Heading out this weekend to find the perfect tree? For many families it’s a treasured holiday tradition, but how do you know which tree will be perfect for showcasing your unique collection of ornaments and lights? If you’re like me the, image of Charlie Brown and his poor, scraggly tree is forever burned into your memory. A little research before heading out can save you a lot of time pacing back and forth on the lot trying to figure out what you’re getting. Here is a quick run-down of some popular trees and what you can expect when you pull off the twine and let them thaw out, as well as a few of my favorite places to find them.
The Scotch Pine: Typically the most popular and abundant tree on the lot, and for good reason. These boldly colored green trees have a uniform and symmetrical shape that looks great from every angle. Also known for their excellent needle retention, the Scotch Pine makes for easy cleanup come January first. The only drawback to this tree is that the spacing between branches can be a bit small, leaving room for only a moderate amount of decoration.
The Blue Spruce: Another tree with great shape, the Blue Spruce is renowned for it’s strong and sturdy branches. A great option for those who have heavy ornaments or like a lot of decorations. While many consider it’s blue/silver needles unique and beautiful, it can be a bit of a challenge if your holiday color scheme doesn’t match.
The Balsam Fir: If it’s a six foot tall air freshener you’re looking for, this is what you want. A classic dark green color with a great shape and flexible branches, the Balsam Fir retains it’s needles and pleasant aroma for long periods of time.
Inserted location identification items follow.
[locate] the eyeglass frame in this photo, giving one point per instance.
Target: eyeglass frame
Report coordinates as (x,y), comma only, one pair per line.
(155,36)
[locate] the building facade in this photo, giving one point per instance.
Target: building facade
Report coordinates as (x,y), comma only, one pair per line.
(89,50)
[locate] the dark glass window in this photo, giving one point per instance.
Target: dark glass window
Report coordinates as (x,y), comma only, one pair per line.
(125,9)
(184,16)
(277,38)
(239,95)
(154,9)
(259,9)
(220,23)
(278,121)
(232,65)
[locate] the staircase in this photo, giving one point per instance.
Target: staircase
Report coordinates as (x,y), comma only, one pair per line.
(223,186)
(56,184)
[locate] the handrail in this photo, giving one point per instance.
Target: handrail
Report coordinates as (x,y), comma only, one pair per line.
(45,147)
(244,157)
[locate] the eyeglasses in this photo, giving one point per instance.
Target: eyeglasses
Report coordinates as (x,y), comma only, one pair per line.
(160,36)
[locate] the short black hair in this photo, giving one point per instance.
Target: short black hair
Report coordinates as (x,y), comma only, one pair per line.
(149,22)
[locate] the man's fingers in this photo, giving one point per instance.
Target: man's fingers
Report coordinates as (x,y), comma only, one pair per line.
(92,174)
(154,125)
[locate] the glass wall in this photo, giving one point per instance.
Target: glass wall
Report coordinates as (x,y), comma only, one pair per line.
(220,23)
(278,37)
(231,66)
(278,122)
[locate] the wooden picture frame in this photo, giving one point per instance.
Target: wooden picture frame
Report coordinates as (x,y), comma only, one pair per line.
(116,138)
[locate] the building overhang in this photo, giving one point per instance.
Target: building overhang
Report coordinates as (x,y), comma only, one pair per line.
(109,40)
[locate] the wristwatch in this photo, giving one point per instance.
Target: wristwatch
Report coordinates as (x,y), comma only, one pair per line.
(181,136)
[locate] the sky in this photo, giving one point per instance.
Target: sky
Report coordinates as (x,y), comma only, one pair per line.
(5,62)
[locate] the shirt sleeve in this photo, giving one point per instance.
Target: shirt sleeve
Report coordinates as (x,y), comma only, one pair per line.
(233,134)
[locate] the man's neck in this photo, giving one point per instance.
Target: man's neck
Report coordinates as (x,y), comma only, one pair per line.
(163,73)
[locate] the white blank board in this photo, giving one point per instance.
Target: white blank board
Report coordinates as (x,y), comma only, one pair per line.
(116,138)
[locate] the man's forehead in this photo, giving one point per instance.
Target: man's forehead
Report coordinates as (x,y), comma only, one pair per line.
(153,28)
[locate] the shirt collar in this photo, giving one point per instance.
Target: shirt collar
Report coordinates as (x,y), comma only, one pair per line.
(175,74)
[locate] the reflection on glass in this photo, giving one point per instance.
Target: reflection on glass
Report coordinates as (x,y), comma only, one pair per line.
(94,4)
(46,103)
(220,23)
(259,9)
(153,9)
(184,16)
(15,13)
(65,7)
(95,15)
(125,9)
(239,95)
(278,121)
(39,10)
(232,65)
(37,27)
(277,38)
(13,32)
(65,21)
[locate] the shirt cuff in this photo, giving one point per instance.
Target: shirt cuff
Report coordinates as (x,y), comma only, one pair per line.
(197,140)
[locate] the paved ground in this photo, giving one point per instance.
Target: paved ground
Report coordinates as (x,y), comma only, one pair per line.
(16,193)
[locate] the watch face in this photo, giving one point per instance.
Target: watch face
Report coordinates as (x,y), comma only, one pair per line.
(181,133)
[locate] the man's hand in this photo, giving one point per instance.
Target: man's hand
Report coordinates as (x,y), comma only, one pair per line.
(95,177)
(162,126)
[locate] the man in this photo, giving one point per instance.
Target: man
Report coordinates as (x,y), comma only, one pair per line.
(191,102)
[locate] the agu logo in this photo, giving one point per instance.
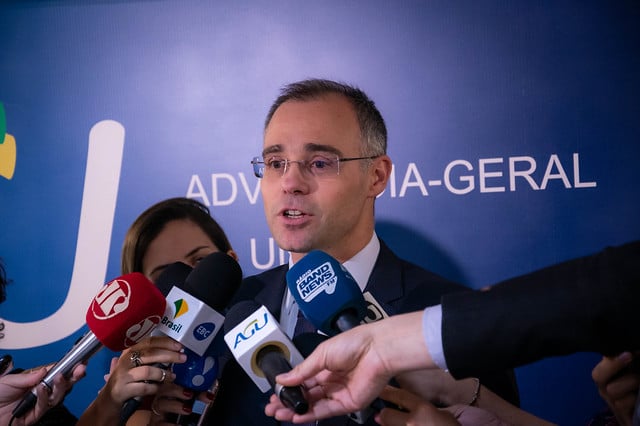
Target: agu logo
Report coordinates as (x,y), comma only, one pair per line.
(7,148)
(112,299)
(252,328)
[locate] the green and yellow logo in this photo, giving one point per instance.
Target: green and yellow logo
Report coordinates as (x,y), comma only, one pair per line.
(7,148)
(181,307)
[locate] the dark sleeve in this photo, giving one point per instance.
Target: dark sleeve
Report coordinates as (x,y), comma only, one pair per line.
(585,304)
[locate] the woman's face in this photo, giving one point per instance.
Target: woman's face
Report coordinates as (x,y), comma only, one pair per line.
(179,241)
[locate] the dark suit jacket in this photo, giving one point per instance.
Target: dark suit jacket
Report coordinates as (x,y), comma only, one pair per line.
(586,304)
(397,285)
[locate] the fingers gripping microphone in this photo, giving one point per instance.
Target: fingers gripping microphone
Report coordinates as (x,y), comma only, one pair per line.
(123,312)
(173,275)
(264,351)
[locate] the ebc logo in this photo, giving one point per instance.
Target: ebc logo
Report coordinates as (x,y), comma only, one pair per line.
(252,328)
(314,281)
(138,331)
(112,299)
(204,330)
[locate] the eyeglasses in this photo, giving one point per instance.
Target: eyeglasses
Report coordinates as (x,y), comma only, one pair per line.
(317,166)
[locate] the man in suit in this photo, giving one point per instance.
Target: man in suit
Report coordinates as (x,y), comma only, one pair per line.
(322,166)
(585,304)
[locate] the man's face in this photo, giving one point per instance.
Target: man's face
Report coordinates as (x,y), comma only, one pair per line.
(307,212)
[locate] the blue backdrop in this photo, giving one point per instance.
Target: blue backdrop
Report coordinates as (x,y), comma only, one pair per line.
(513,127)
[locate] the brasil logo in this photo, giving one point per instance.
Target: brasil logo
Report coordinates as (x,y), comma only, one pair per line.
(181,307)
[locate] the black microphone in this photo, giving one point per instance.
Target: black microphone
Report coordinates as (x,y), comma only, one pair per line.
(264,351)
(213,282)
(173,275)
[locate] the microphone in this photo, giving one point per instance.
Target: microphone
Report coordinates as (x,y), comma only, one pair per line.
(173,275)
(212,283)
(264,351)
(330,298)
(326,293)
(192,316)
(123,312)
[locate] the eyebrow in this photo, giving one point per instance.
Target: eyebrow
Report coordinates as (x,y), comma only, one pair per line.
(308,147)
(191,253)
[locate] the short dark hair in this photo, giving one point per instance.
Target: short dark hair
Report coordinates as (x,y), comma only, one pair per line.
(153,220)
(372,126)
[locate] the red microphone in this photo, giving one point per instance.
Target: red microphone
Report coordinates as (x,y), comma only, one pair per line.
(123,312)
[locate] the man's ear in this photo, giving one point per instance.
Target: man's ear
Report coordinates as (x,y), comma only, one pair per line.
(380,172)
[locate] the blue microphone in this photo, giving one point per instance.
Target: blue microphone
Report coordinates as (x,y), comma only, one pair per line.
(213,281)
(326,293)
(330,298)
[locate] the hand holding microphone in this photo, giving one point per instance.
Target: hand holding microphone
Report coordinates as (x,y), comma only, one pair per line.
(123,312)
(332,301)
(194,319)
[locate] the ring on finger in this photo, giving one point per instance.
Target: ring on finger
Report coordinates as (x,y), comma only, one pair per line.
(153,408)
(135,359)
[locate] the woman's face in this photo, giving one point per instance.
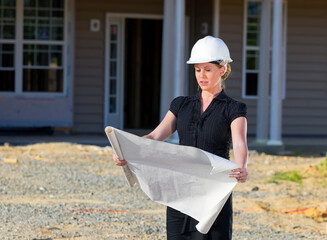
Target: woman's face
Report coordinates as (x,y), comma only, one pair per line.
(208,76)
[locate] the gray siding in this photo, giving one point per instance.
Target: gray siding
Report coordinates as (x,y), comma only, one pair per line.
(90,57)
(231,31)
(305,106)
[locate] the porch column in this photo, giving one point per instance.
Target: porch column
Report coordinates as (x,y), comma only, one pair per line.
(276,77)
(263,79)
(167,84)
(179,48)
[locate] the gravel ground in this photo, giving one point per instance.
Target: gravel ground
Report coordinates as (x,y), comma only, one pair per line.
(71,191)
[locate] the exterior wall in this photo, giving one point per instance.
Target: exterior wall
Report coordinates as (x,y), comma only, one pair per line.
(231,31)
(90,57)
(305,106)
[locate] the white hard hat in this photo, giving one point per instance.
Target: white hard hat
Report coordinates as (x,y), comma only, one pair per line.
(209,49)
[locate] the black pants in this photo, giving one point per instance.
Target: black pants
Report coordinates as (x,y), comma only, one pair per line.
(182,227)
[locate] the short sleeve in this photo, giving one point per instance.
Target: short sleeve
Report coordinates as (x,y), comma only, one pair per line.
(237,109)
(176,104)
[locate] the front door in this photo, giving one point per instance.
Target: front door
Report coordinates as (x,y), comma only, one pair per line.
(133,71)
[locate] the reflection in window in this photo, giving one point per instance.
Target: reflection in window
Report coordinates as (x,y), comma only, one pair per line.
(43,60)
(7,19)
(7,70)
(42,80)
(44,20)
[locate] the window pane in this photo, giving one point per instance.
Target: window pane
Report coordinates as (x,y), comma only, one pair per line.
(7,80)
(42,80)
(8,32)
(113,86)
(113,32)
(29,13)
(44,20)
(58,4)
(57,33)
(251,84)
(29,3)
(29,32)
(9,13)
(252,60)
(252,39)
(113,66)
(7,19)
(112,106)
(56,56)
(113,50)
(254,8)
(6,55)
(43,33)
(44,3)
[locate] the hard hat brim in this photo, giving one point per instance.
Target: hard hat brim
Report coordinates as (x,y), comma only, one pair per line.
(207,60)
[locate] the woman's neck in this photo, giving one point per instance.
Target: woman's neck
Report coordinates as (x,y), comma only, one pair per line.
(207,96)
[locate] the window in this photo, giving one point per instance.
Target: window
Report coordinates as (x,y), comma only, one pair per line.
(38,47)
(252,48)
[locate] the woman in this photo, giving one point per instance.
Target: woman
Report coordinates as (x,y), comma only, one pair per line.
(209,121)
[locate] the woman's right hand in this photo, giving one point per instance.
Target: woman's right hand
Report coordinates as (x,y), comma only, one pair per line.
(118,161)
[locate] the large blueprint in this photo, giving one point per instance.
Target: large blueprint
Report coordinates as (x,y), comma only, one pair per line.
(185,178)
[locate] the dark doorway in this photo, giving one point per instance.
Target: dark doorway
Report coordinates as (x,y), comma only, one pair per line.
(143,40)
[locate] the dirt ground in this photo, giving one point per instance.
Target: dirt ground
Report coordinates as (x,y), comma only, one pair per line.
(295,207)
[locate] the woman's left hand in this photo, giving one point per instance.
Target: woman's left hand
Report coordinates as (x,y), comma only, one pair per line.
(241,174)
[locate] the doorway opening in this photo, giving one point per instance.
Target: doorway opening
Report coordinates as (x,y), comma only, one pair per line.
(142,73)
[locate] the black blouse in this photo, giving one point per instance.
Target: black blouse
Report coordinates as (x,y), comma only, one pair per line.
(211,130)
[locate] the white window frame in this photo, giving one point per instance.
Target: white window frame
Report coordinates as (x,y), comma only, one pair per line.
(257,48)
(18,56)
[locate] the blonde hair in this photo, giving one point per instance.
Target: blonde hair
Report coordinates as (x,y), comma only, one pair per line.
(228,71)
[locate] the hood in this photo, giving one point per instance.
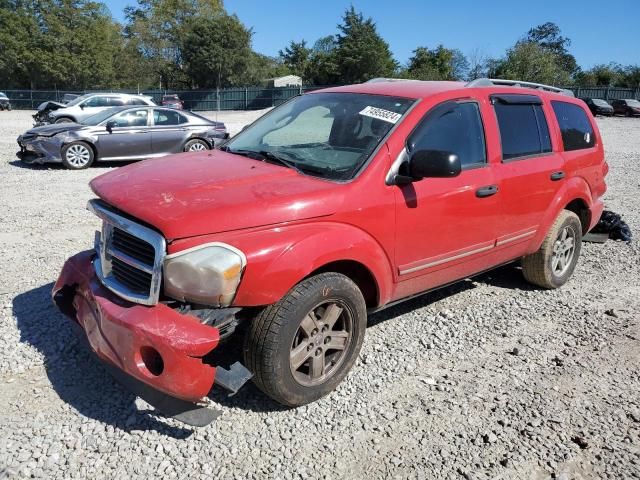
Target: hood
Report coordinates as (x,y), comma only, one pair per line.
(197,193)
(53,129)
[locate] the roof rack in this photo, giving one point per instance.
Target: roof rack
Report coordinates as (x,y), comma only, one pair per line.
(490,82)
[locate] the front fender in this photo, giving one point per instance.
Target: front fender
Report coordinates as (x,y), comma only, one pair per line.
(575,188)
(280,257)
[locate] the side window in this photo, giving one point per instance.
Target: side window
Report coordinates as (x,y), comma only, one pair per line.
(577,132)
(97,102)
(131,118)
(523,129)
(167,117)
(452,127)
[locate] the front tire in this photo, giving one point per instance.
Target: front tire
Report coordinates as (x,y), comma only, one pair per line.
(553,264)
(302,347)
(77,156)
(196,145)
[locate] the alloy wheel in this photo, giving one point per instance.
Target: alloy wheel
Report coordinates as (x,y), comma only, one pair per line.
(320,343)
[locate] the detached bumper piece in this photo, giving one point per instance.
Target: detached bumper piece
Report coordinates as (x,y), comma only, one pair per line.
(154,351)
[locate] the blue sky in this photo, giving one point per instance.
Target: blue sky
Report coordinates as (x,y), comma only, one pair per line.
(600,31)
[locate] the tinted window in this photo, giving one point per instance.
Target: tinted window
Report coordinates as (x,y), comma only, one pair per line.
(575,126)
(168,117)
(455,128)
(131,118)
(523,130)
(97,102)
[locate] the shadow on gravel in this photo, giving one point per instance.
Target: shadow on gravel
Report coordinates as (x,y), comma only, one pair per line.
(58,166)
(76,376)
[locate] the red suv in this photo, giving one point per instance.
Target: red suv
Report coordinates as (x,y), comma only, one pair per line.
(336,204)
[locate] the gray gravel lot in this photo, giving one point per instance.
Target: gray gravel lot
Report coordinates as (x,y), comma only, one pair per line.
(490,378)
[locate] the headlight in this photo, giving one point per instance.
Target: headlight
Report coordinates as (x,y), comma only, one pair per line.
(208,274)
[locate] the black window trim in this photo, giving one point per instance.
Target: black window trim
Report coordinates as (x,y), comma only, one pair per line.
(529,156)
(460,100)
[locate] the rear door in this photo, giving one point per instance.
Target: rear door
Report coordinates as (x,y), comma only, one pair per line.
(531,170)
(169,131)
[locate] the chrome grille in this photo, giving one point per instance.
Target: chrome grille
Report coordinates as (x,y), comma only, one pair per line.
(129,256)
The Fraser Fir: My personal favorite. The silver and green needles are soft and long lasting. Great for those with small kids or pets who may have a run in with a branch or two. The Fraser Fir also has great spacing allowing ample room for decorations.
Once you’ve chosen a tree, there are a few things you need to do to keep it looking it’s best all through the season. Before bringing it inside, make sure to give the trunk a nice fresh cut off the bottom. It’s going to need a lot of water during the first 24 hours as the tree thaws and the branches expand. Make sure to keep an eye on the water reservoir in your stand, because if the bottom stays dry too long it can develop a layer of sap that will prevent it from taking in any more water. It’s a good idea to let the tree sit overnight during this phase, and wait until it has thawed before attempting to decorate.
Not sure where to get your tree? Here are a few of my favorite places here in the Twin Cities that you can go.
Krueger’s Christmas Tree Farm in Lake Elmo has been growing trees since 1954, and even has a cut-your-own field for those of us who like do DIY.
The Rum River Tree Farm near Anoka is an all day experience with hayrides, pony rides, a petting zoo, and visits from Santa! If you’re short on time you can also visit one of their many pre-cut tree lots around the Twin Cities metro area.
The Mill City Farmer’s Market in downtown Minneapolis is also a great place to get your tree, along with fresh winter produce from over 40 local farmers, breakfast or lunch from local food vendors, and items for sale from local artists. Shop for all the local produce, meat, cheeses, flowers, and unique hostess gifts for your holiday feasts!
Now brew some cocoa or cider, and head on out there! (Don’t forget to bring twine!)